Ну а что дальше? Ничего, об этом — что дальше — он просто старался не думать. «Не только о будущем — о завтрашнем дне не думаю. Если это старость, то привет ей!»

Нечто подобное он предвидел еще пять лет назад, когда писал стихотворение в прозе «Старик»: «...уйди в себя, в свои воспоминанья, — и там, глубоко-глубоко, на самом дне сосредоточенной души, твоя прежняя, тебе одному доступная жизнь блеснет перед тобою своей пахучей, все еще свежей зеленью и лаской и силой весны». И тут же строгое предупреждение: «Но будь осторожен... не гляди вперед, бедный старик!»

Он и не глядит. Не глядит не только вперед, но и по сторонам, ибо кого, исключая слуг, увидишь рядом с собою? Хоть бы одно родное лицо... Дочь далеко, и у нее, 40-летней, свои проблемы — и со здоровьем, и в личной жизни, и денежные (последние он старается по мере сил облегчить). Полина Виардо, из-за которой он, собственно, и оказался запертым здесь (о возвращении в Россию и думать теперь нечего), занята своей музыкой и учениками. Время от времени она, впрочем, заглядывает к нему. Именно ей, настанет час, он продиктует за две недели до смерти свой последний рассказ... Егце изредка навещают друзья. Приехал как-то Альфонс Доде — то была его последняя встреча с русским писателем.

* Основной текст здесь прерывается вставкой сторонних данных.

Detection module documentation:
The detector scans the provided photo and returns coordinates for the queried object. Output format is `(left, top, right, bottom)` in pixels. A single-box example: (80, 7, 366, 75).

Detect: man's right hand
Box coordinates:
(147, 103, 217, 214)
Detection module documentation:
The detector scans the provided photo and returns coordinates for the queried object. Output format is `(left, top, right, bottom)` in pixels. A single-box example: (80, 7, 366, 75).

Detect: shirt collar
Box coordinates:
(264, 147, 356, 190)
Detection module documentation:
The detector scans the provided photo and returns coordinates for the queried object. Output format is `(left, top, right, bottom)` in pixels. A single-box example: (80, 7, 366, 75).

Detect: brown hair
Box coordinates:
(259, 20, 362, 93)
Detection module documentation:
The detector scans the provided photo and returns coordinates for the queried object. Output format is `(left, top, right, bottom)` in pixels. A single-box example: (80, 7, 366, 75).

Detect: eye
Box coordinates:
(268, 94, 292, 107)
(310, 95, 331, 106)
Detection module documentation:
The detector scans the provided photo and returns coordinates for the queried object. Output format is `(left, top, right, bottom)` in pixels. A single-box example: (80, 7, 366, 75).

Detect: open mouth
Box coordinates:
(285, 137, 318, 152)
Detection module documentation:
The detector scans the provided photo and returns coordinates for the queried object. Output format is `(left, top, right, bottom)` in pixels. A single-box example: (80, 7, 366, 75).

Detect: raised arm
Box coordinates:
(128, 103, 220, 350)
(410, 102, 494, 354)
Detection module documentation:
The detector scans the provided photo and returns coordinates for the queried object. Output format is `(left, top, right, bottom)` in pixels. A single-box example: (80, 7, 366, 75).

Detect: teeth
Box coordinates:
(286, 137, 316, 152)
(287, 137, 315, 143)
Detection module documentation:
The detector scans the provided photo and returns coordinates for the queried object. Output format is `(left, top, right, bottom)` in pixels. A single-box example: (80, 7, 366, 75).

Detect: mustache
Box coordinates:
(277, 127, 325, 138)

«Дом был по-прежнему полон цветов, звонкие голоса по-прежнему звучали в нижнем этаже, мой друг по-прежнему лежал у себя на диване, но как он ослабел, как он изменился!» — вспоминал уже после смерти Тургенева Доде. Как и больной, он считал, что все дело в грудной жабе: «Грудная жаба не давала ему покоя, а кроме того, он страдал от страшной раны, оставшейся после операции...»

Тургенев ни на что не жаловался — ни на физические страдания, ни на страдания нравственные, которые ему, человеку невероятно общительному, приносило одиночество.

Ему ли одному! О том же писал ему Салтыков-Щедрин, который был восемью годами младше автора «Записок охотника» и которого Тургенев утешал как мог: «Что же касается до одиночества, до уединения — то кто же — после пятидесяти лет — в сущности не одинок, не «обломок» старого поколения? Тут ничего не поделаешь; это смерть нас понемножку подготовляет, чтобы не так было жалко расставаться с жизнью».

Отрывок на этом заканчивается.